――これまでの章紋のトバサ――
「まさかここでパンクするなんて……」
道中、車がパンクして立ち往生したワタシたちは、ひとまず食事を取るため、近くにあった看板を頼りに喫茶店セイラムを訪れた。
「ねえ、10年前の事件……教えてよ」
「……わかった。思い出してみよう」
そこの忘れんぼうの店長さんから、ワタシたちは10年前の事件にまつわる重要な情報を聞くことができた。
真夜中の森を歩くと、羊の頭を持った悪魔“バフォメット”に襲われる。
もしも捕まってしまうと、体の部位をひとつ切り落とされ、
裏側の世界に連れて行かれる……
「!! イザホに何するの!?」
店長さんがカウンターから離れている時にやってきたローブを着た少女によって、ワタシたちは裏側の世界に連れて行かれてしまった。
「ねえ、楽しんでくれた?」
そこで空っぽの頭蓋骨をかち割られたり、パレットナイフを片手に持ったローブを着た少女に殺されかけたけど、店長さんの助けもあって、裏側の世界から脱出することができた。

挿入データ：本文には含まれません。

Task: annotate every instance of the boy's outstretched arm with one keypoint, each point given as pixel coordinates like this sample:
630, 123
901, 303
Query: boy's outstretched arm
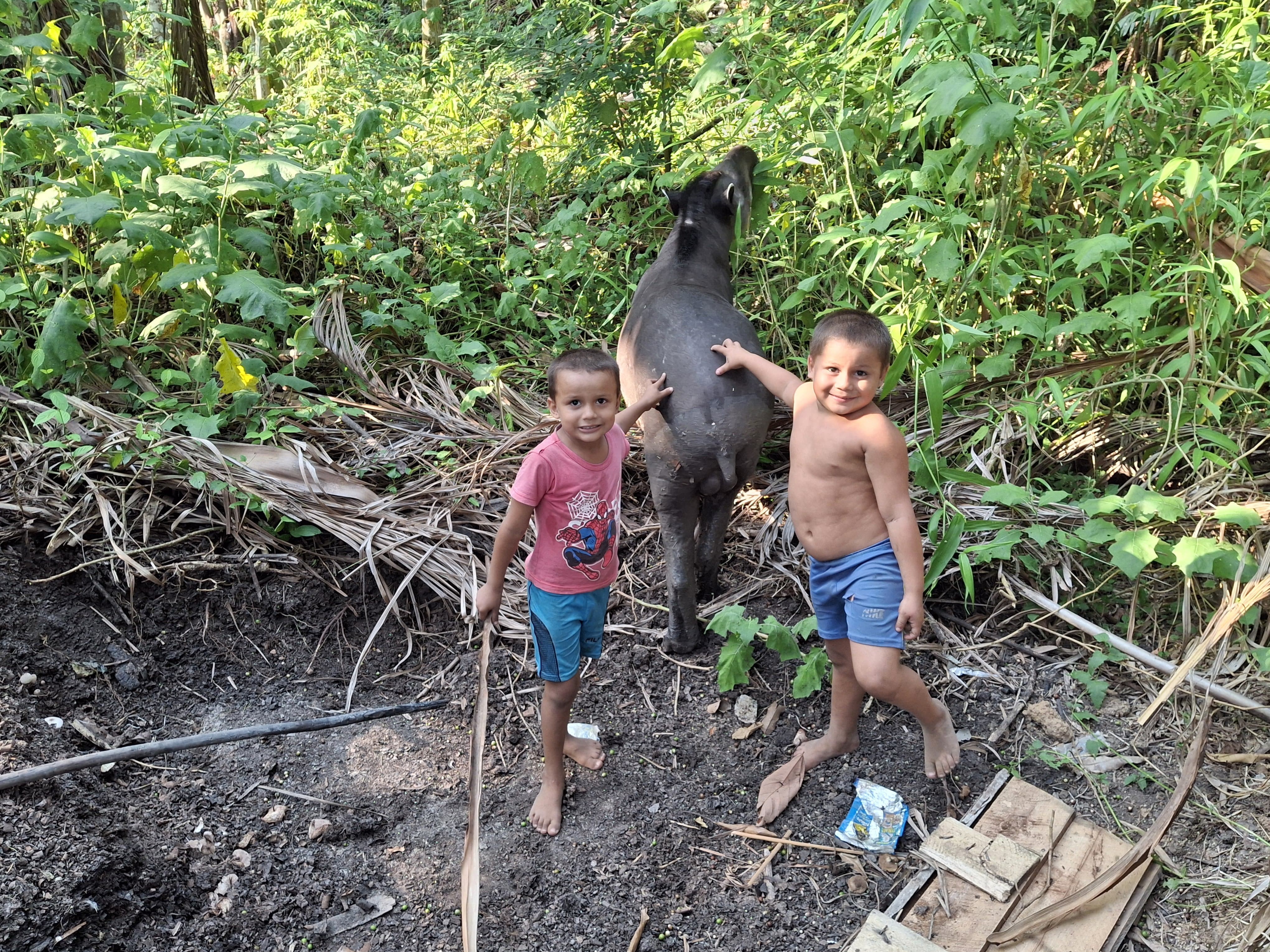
782, 383
652, 397
510, 535
887, 463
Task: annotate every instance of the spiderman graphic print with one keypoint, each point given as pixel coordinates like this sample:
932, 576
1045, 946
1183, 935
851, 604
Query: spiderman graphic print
591, 535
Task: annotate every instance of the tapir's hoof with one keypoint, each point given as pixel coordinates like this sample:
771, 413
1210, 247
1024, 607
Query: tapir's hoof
681, 644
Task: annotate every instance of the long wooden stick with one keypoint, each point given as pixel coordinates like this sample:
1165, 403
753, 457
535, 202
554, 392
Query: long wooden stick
1132, 860
205, 740
1202, 686
470, 870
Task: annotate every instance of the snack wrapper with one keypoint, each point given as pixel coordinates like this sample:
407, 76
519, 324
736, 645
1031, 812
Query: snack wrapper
583, 732
877, 819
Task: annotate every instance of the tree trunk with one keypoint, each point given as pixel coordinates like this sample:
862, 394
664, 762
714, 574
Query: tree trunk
434, 22
190, 46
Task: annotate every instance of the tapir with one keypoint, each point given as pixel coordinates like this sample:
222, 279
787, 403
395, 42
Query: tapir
703, 442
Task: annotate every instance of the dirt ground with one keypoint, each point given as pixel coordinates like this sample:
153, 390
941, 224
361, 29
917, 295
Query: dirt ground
103, 861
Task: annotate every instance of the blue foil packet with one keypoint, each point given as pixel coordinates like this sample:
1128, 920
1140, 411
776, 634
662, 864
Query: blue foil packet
877, 819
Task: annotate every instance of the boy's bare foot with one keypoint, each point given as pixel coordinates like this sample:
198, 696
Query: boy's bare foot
545, 813
943, 751
817, 752
589, 753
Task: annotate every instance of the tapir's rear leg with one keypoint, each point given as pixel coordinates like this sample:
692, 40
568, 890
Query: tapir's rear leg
716, 516
677, 512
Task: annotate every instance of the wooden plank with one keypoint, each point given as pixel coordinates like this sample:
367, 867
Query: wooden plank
1083, 855
1025, 814
1131, 913
884, 935
994, 864
919, 880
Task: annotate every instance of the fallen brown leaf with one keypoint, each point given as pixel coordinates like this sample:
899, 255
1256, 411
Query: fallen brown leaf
779, 789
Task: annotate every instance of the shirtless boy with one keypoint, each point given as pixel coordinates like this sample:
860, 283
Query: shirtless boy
572, 485
849, 499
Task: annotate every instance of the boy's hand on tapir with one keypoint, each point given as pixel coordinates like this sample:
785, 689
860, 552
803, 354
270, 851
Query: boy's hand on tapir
912, 616
489, 598
733, 355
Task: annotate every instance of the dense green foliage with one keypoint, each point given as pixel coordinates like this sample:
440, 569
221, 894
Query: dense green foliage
1025, 192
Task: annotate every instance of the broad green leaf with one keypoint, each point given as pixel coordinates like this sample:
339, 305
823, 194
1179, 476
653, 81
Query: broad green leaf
806, 628
1098, 531
945, 550
943, 261
713, 72
366, 125
1097, 687
1133, 551
1095, 250
1146, 506
200, 427
1237, 515
531, 172
811, 673
256, 295
684, 46
59, 339
736, 659
234, 376
986, 125
185, 275
185, 188
1196, 554
1008, 494
86, 34
780, 640
996, 366
84, 211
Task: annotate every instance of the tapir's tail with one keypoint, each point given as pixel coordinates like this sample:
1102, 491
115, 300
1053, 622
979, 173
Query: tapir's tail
727, 477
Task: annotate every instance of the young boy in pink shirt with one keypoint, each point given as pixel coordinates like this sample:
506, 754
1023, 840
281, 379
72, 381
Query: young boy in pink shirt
572, 485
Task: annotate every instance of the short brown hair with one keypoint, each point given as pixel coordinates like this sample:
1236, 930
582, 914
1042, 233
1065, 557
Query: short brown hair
855, 328
585, 360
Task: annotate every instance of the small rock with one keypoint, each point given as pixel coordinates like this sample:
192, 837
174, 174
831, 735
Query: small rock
1051, 721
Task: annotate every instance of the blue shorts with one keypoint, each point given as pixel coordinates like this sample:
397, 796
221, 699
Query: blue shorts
858, 597
566, 630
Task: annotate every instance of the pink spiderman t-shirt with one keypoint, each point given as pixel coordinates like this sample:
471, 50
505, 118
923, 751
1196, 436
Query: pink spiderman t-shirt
576, 506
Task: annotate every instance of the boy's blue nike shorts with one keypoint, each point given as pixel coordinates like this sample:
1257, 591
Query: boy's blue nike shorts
566, 630
858, 597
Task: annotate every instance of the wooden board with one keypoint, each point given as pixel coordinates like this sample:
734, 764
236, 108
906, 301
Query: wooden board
1083, 855
994, 864
884, 935
1025, 814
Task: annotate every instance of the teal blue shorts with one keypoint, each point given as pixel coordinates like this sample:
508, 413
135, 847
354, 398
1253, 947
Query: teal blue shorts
566, 630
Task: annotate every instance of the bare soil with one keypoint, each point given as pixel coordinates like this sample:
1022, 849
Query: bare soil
102, 859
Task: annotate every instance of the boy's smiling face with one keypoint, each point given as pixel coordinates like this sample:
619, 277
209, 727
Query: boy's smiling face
586, 404
845, 376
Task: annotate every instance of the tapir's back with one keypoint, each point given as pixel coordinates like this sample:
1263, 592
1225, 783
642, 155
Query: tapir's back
710, 421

「ねえイザホ……ボクたちの新生活の場所をここにして、やっぱり正解だったみたいだね」
「私は忘れっぽいからな。これに懲りずにまたこの喫茶店に来てくれ。その時に思い出していれば、教えてやる。覚えていたらな」
今日の裏側の世界の出来事……都市伝説とは形が違うけど、確実に10年前との共通点があるはずだ。
ワタシは生き返った“
ワタシの存在を見つけるためには、10年前の事件を知る必要がある。
だから、この鳥羽差市に引っ越すことにした。マウと二人暮らしをすることにした。